COMPANY: Capital Productions
RUNTIME: 97 mins
FORMAT: T.V.
PLOT: The Helios Project is a high tech facility tasked with storing and converting solar rays into an endless supply of renewable energy. After years of research and millions of dollars, it is now time to test the system out, which inadvertently unleashes a magnetic vortex on an unprepared world.
REVIEW: I'm not normally a big fan of the natural disaster type of B-movies. I love the scenes of destruction, but overall I find the movies are nearly identical to one another and pretty interchangeable and thus if you've seen one, you've seen them all. At its core, Metal Tornado is no different. However, it at least attempts to be a bit fresh by having the tornado be made of metal, thus making it even deadlier then a regular tornado. See, in this movie, due to a design flaw in this new potential way of gathering unlimited free energy from passing solar flares, an invisible vortex of magnetic energy is created, which of course then attracts anything metal - Hardware tools, storage shelves, propane tanks, chainsaws, even vehicles, to name just a few things we see; Anything and everything that has metal in it, all sucked in, dismantled, and taken apart in a matter of seconds, with the individual bits and pieces whipping around in a destructive roaring mass of metal, which as you can probably guess, leads to some very awesome low budget cheap CGI scenes of cheesy destruction and the very drawing point for these types of flicks. And yes, there is plenty here, all of which are pretty entertaining and fun. Hell, they even try to destroy it by firing missiles into it. Yes, you just read that correctly - they try to stop a tornado by firing missiles at it. That alone is reason enough for any B-movie lover to at least give this one a once-over.

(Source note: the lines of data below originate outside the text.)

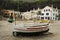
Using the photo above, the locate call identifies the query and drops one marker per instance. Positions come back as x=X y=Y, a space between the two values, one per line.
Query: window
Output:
x=48 y=18
x=49 y=9
x=44 y=10
x=42 y=13
x=42 y=17
x=45 y=17
x=47 y=13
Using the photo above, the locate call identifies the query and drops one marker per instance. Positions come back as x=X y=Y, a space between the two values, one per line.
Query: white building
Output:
x=49 y=13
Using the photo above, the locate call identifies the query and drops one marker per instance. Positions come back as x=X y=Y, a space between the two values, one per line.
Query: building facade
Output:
x=49 y=13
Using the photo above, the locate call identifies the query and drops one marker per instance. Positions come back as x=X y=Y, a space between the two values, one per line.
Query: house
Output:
x=49 y=13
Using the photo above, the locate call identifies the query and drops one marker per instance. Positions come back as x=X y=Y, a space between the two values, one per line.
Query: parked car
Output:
x=30 y=28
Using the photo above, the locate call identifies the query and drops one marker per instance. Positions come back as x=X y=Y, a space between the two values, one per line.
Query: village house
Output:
x=49 y=13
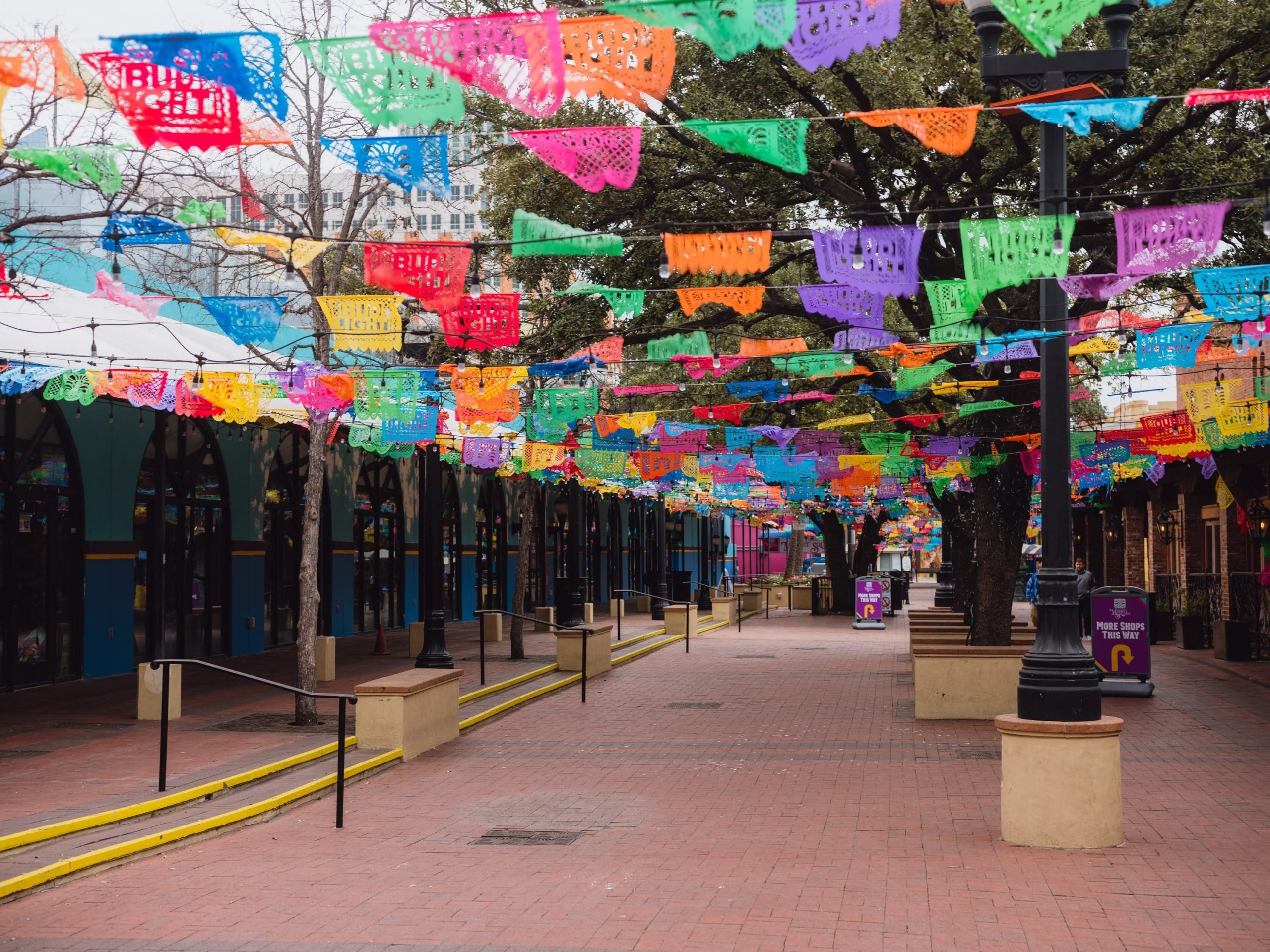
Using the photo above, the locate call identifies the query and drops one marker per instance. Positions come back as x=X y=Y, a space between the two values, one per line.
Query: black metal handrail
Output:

However, the movie is constantly bogged down with too many scenes that take place entirely in the same couple of small enclosed rooms, as the main human characters sit around computers trying to figure out a way to track the tornado and put a stop to it. It also doesn't help that these are the exact same kind of characters we get in every natural disaster B-Movie, complete with the stereotypical sub-plot of single parent that works too much while also trying to raise a rebellious teenager. We do get a couple entertaining side-characters, such as a bad-to-the-bone biker chick, but they're far from enough to make the movie worth it, even if they do have a couple good scenes and some funny dialog. Even Lou Diamond Phillips, a man I normally enjoy the work of, even seemed pretty bored and 'blah' about being in this one, and doesn't really give us a reason to get excited here.
If you haven’t seen too many of these, then this is as good a one as any to start with, if not even slightly more recommended then most of the others, if for nothing more then the hilarious-cheesy premise and some of the unique destruction scenes. However if you're like me and watch multiple movies like this a month, then even though the disaster itself is unique and pretty fun, there's nothing else about this movie that sets itself out from the pack of hundreds of other nearly-identical disaster B-movies and you'll just find yourself bored as you've already seen these exact events and character subplots play out many times over before.